Dopo At the End of the Day - Un giorno senza fine e La santa (presentato al Festival di Roma e mai uscito nelle sale), Cosimo Alemà, il re dei videoclip italiani, torna dietro la macchina da presa per unire la sua passione per il cinema e quella per la musica. Il risultato si chiama Zeta, film ambientato nella Roma più periferica che vuole raccontare l'ascesa del rapper Alex detto Zeta (Diego Germini altrimenti noto come IZI) e la sua amicizia con Gaia (Irene Vetere) e Marco (Jacopo Olmo Antinori), due ventenni che come lui sognano il riscatto dalla povertà e l'emarginazione.
Nulla va come previsto. Alex verrà ingaggiato da Sante (Salvatore Esposito), un'autorità nel mondo del rap che intravede in lui delle potenzialità e taglia fuori il suo amico Marco. Pur essendo fidanzata con quest'ultimo Gaia è invece segretamente innamorata di Alex che decide di allontanarla pur di non tradire l'amicizia.
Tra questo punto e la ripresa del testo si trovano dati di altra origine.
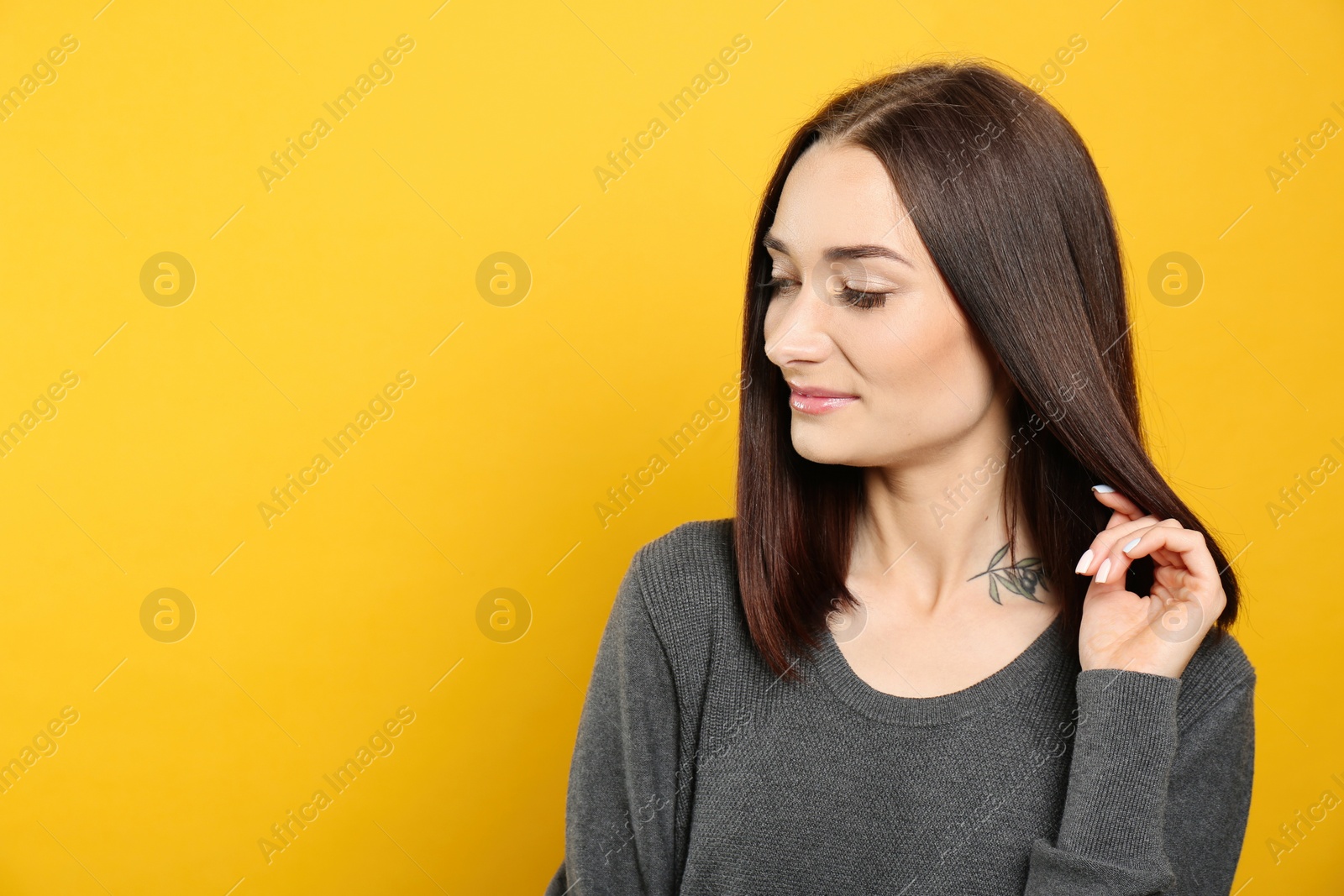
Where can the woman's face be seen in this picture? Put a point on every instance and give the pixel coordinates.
(862, 313)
Gestire la vita con tutte le occasioni e le trappole che presenta a vent'anni è tutt'altro che facile e così il destino dei tre giovani finirà inevitabilmente per complicarsi.
Questione di credibilità
Il film di Cosimo Alemà, per quanto lodevole nella sua volontà di avvicinarsi ai più giovani e di stabilire con loro un dialogo, ha un grave difetto: la mancanza di credibilità. Il mondo delle periferie romane, come tutti sappiamo, è già stato abbondantemente raccontato, da registi ben più preparati attraverso stili, generi e storie diverse. Non ultimo il fenomenale Lo chiamavano Jeeg Robotdi Gabriele Mainetti. La versione di Alemà non solo è terribilmente convenzionale ma sopratutto superficiale e disattenta sia nella scelta dei dialoghi, talvolta involontariamente comici (specie per un pubblico adulto) quanto più nel ritratto della cosiddetta generazione rap. La validità della recitazione è ovviamente un optional ma nutriamo comprensione nei confronti del trauma vissuto da Antinori dopo essere passato da Bernardo Bertolucci a Ivano De Matteo prima di arrivare alla corte di Alemà!
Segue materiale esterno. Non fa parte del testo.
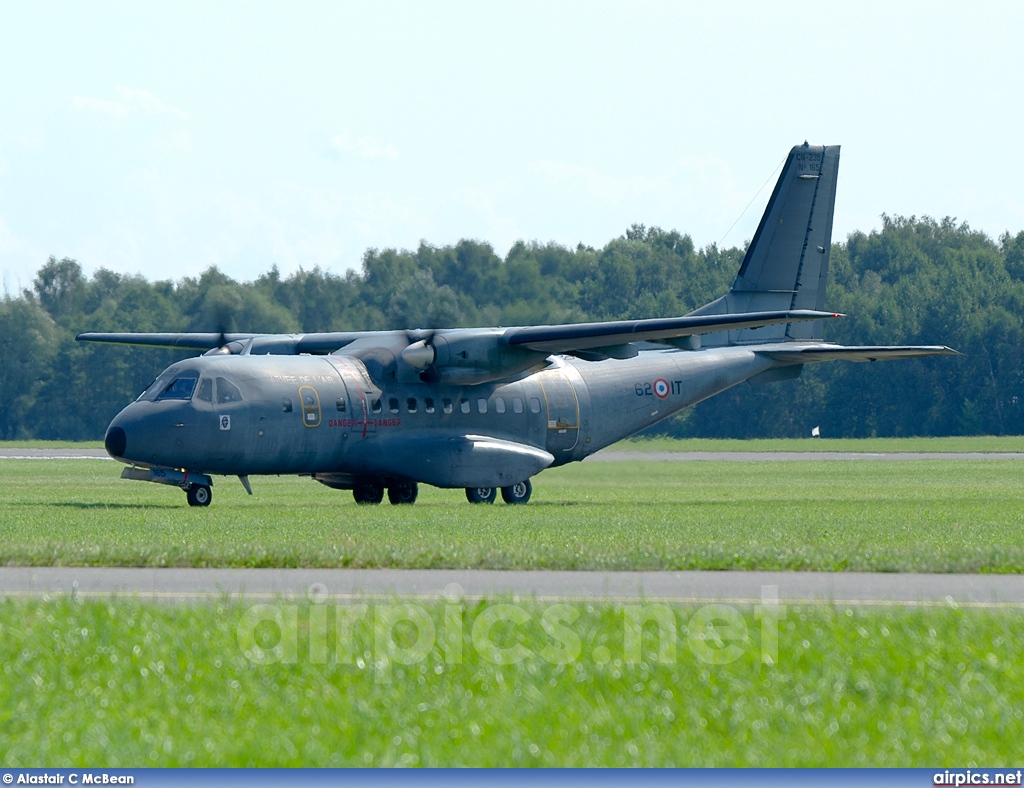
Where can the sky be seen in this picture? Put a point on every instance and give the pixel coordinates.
(165, 138)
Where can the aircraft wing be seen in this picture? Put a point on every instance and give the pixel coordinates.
(291, 343)
(857, 352)
(564, 339)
Tornando al protagonista, i limiti delle ambizioni di Alex risiedono soprattutto nel fascino che subisce da una realtà (quella dell'hip-hop italiano) più patinata e artificiale di ciò che finge di essere. In breve, il successo ha più valore dell'amore per la musica. Pochi i nostri rapper di periferia (almeno quelli che scelgono di comparire nel film - da Fedez a Briga, da J-Ax a Baby K) più quelli da copertina, da talent o da reality. Meno fortunati quelli della scena underground, il messaggio subliminale è molto chiaro: se non appari non esisti. I nostri giovani sono sdraiati, è vero, ma la fame, la violenza, la rabbia hanno da sempre generato reazioni viscerali, quelle che latitano clamorosamente in questo film. Confidiamo nel buon cuore e nell'onestà dei sentimenti di Alex/Zeta, anche solo per il volto sincero e lo sguardo vivace dell'esordiente Diego Germini, meno nei suoi obiettivi da raggiungere.
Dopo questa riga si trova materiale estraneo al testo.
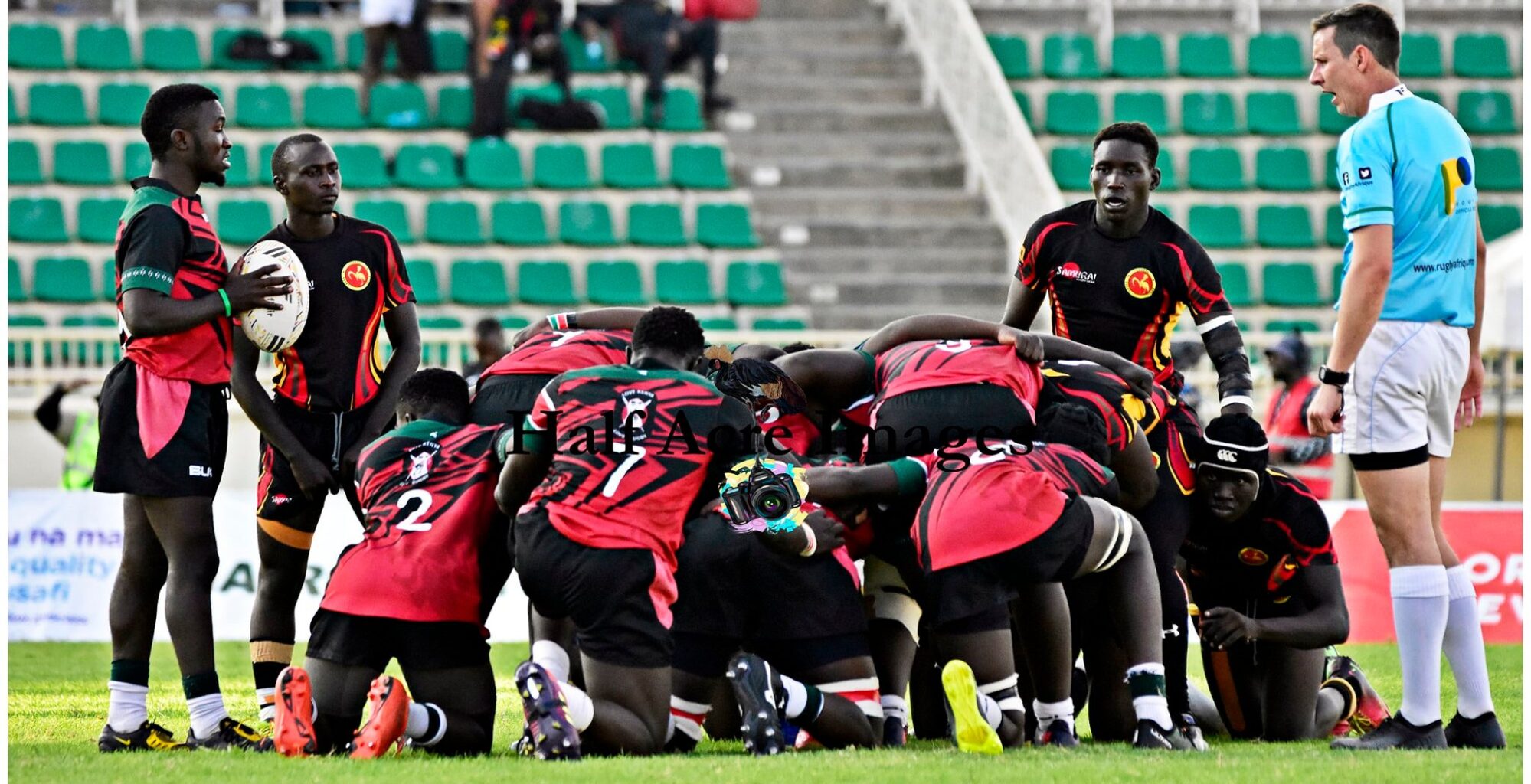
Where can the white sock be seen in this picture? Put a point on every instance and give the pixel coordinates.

Piccoli problemi di...empatia
Se il mondo musicale a cui il film è affiliato lascia molto a desiderare, la sotto-trama sentimentale è quasi imbarazzante nel suo pressapochismo. La povera Gaia, uno dei pochi personaggi femminili che non agisce per avere qualcosa in cambio (per dirla in modo elegante) è costretta a piangere ad un'inquadratura sì e all'altra pure. Si strugge per il tradimento del suo amato fino all'atteso e prevedibilissimo lieto fine. Oltre all'ingenuità quasi anacronistica con cui vengono connotati i dialoghi e i sentimenti di questi ragazzi a colpire è soprattutto la freddezza del film.
A questo proposito, sorprende constatare quali fossero i modelli di riferimento di Alemà. Ovvero, per sua stessa ammissione, L'odio di Mathieu Kassovitz piuttosto che 8 Mile di Curtis Hanson con Eminemprotagonista. Per non parlare della sua menzione a Il tempo delle mele. Se c'è un elemento imprescindibile nel rap e dunque nella cultura espressa da quei film è l'emotività. L'inverosimiglianza di Zeta finisce per incidere negativamente anche sulla trasmissione di ciò che in casi come questo dovrebbe contare veramente: le emozioni. L'ultima arma vincente a cui possono appellarsi Alemà & Co. è la simpatia, quella del giovane protagonista ma soprattutto di Salvatore Esposito che dopo aver visto interpretare la parte del temibile boss Genny Savastano in Gomorra - La Serie ritroviamo negli improbabili panni di un rapper, buffo ma pur sempre carismatico.